O Último Estertor da Hollywood Clássica


Este mês, a FOX Movies resolveu fazer um ciclo de filmes de Jerry Lewis e eu resolvi revê-los, pois já não via nenhum desde os anos 90, época em que também passava o The Jerry Lewis Show, o seu programa de variedades, na nossa TV.
Passaram os filmes, por ordem cronológica: Rock-a-Bye Baby, The Geisha Boy, Cinderfella, The Ladies Man, The Nutty Professor, Who's Minding the Store, The Patsy, The Disorderly Orderly, The Family Jewels, Boeing, Boeing e Ja, ja, mein General! But Which Way to the Front?. Filmes do final dos anos 50, início dos 60. The Nutty Professor passou com o título português As Noites Loucas de Dr. Jerryl, mas eu lembro-me bem de ver o filme em cartaz com o título O Professor Chanfrado. Em que ficamos?
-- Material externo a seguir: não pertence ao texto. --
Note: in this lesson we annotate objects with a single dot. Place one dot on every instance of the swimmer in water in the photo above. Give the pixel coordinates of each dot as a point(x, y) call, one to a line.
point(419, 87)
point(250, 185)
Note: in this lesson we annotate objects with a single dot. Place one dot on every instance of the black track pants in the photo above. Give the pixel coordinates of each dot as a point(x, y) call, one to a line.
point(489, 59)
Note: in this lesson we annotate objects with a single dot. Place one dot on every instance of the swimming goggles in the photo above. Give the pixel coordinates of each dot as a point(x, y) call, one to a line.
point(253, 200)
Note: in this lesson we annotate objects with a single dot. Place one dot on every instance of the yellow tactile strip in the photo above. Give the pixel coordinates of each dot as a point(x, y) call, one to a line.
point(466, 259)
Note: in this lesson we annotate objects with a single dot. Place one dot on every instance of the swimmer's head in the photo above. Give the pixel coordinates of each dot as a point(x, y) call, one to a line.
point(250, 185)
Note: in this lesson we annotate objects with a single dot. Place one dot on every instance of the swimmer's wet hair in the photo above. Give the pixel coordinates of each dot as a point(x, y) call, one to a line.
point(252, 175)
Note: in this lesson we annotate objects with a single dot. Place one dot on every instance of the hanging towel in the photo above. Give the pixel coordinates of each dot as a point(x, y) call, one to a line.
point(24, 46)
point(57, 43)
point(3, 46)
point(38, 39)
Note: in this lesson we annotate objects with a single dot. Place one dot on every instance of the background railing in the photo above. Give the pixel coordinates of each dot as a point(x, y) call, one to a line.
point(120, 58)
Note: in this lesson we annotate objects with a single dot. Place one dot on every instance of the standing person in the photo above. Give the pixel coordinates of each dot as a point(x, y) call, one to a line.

Tal como os filmes de cordel, estes filmes têm uma fórmula básica: Jerry Lewis faz sempre de trapalhão ingénuo, que conquista a sua felicidade no final. É quase sempre uma personagem plana, mas que muda o status quo à sua volta. Costuma ter um interesse romântico, na pele de uma menina jeitosa, loirinha, um pouco mais vivida que ele, mesmo que seja mais nova. Também costumam contracenar com ele actores veteranos, como a fabulosa Agnes Moorhead, Peter Lorre ou Tony Curtis. São 90 a 100% filmados assumidamente em estúdio, mesmo a maioria dos exteriores são em estúdio, têm pelo menos um número musical ou uma big band convidada, uma equipa técnica fixa e, last but not least, os figurinos femininos são de Edith Head. Um regalo para os olhos. A única coisa que varia é o contexto, onde há um pouco de tudo, uma universidade, uns grandes armazéns, animar as tropas num país ocupado, uma terra pequena, uma pensão de raparigas. O conflito costuma ser o desajuste das personagens de Jerry, que faz com que quem o rodeia se adapte, porque é bom rapaz. Claro que nem todos têm todos estes elementos e há sempre pequenos quadros que se tornam memoráveis, como o da máquina de escrever, em Who's Minding the Store, ou os magníficos cenários de The Ladies Man ou The Patsy.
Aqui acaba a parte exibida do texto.